New features for dfr-browser/dfrtopics

kludgetastic, dh

For a troublingly long while I have been almost finished with an update to my software for exploring topic models, which consists of an R package, dfrtopics, and a JavaScript thingy, dfr-browser. This update is focused on making it easier to look at a single topic model more than one way or to toggle between topic models of identical or related corpora. Experience suggests that producing and interpreting even one useful topic model of a corpus is so much work that many people, myself included, are tempted to stop short of comparing the outputs of multiple models, even though this is an important way of checking that patterns revealed by any model are not purely artifacts.

The big software update is in dfr-browser, and the documentation on the github project homepage has a new section on setting up a browser visualization of multiple models. But this configuration has enough fiddly bits to it that anyone with the rudiments of R may prefer trying it all out through dfrtopics. The key function is dfr_browser(), which can be invoked on a list of models and/or with more than one metadata variable as the “conditioning” variable (e.g. date of publication, publication venue, etc.). The process for creating and/or loading a model is unchanged and is detailed in the vignette.

Suppose one has several model objects, m1, m2, m3. Then

dfr_browser(list(m1, m2, m3))

will generate and open up a dfr-browser with a menu for swapping among the models.1 In itself this is probably not much more useful than simply creating three separate dfr-browsers and looking at them in three browser windows, though it can be helpful to look at a particular document or word “view” (i.e. topic breakdown) in the browser and toggle among models.

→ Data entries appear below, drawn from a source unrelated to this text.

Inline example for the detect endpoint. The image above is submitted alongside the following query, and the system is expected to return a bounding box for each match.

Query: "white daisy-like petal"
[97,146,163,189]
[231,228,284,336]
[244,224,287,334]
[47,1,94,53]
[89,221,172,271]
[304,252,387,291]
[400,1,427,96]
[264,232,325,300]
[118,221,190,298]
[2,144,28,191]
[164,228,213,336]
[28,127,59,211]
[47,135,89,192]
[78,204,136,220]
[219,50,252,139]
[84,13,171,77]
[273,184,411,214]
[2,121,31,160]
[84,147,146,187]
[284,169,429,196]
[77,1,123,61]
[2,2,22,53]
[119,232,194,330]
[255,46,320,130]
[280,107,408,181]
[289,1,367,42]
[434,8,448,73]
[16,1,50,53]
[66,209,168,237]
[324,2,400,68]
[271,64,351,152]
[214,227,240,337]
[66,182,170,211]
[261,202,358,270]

Or suppose one wishes to be able to look at topics conditional on both publication year and journal of publication:

dfr_browser(m1, condition=c("pubdate", "journaltitle"))

Here the the menu will offer the option of swapping between the two covariates (again this is most revealing when examining a particular topic).

Finally, dfrtopics has a rudimentary way of “aligning” models (by matching topics whose heavily-weighted words are similar). Aligned models are particularly informative to look at together, since the visualizer can give some clues as to how “similar” apparently similar topics are. The process is as follows:

list(m1, m2, m3) %>%
    model_distances(n_words=40) %>% # try other values
    align_topics() %>%

The “About” page of the resulting visualization includes a table showing how topics have been aligned.

Six years on from the start of this project, the specialization to JSTOR articles looks a little silly. This all started with a specific analysis of a specific JSTOR corpus, but over time the principle of It Must Be Abstract took over. I myself have been most gratified when people have bravely tried to use the thing with models of other kinds of documents. The JSTOR-specialization is baked in here and there in this software (and it’s stuck in the “dfr” in the names), but only lightly; I have tried to make it usable for general purposes but left all the default behaviors to work easily with JSTOR DfR data. In a few places these defaults will trip you up if you try to use it with different kinds of metadata, and I’m afraid the documentation is imperfect, but I’ve given some attention to this in the updates to dfr-browser and dfrtopics, and hope to do more at some point.

I also plan to write up a tutorial-style demonstration of exploring multiple models soon (famous last words). But to prevent me from sitting on this “almost finished” stuff forever when it is possibly already usable, I’ve pushed the current versions of dfrtopics and dfr-browser to github. To try something like the above R examples, install the R package with devtools::install_github("agoldst/dfrtopics"). I’m certainly glad to hear from anyone who does, though at this late stage of human civilization I can’t promise any support or even bug fixes.

  1. “Opening up” now requires installing the servr package. dfr_browser can also be directed the export the necessary files to any location (dfr_browser(list(m1, m2), out_dir="mybrowser", browse=F)) and you can run a web server from there yourself.